Folding Farm

For a while I got quite interested in the Folding@Home project, where you use home computers to figure out the way certain proteins are folded in order to aid medical research. It’s a way for medical researchers to utilise all the untapped computing power in people’s desktop computers all over the world.

I took it a step further by collecting old computers and networking them in to a mini-datacentre in my shed (though “datacentre” is overselling it a bit). I tried to install a different operating system on each one (different flavours of Linux, FreeBSD and Windows) so that I would have a bit of experience with each one and better understand the different environments. I ended up with 22 hosts in total, busily folding away at proteins. It became a bit of a challenge to see if I could pick up some decent hardware for less than $50 through the used-PC classifieds.

I wrote some monitoring software to keep track of all the machines: which protein they were working on, their current status and how long they’d been running. It was quite satisfying to think of all that work being done 24/7 in my shed.
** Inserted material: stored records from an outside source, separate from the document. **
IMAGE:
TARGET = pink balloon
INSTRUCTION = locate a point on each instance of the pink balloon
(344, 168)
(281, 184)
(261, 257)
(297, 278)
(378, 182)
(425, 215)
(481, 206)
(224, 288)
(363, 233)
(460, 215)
In the end I decommissioned the farm and chucked out all the machines for a few reasons:

  • standard computing power crept forward so that my farm was really behind the curve – I was no longer getting enough computing power for the running costs relative to what everyone was able to achieve (my contribution was getting relatively smaller and smaller each day)
  • I wanted to use my shed for other things!

I encourage you to use your computers to do some folding though, you don’t need a big cluster to be useful. You can use your computer’s spare cycles tohelp find cures for diseases like Parkinson’s and Alzheimer’s.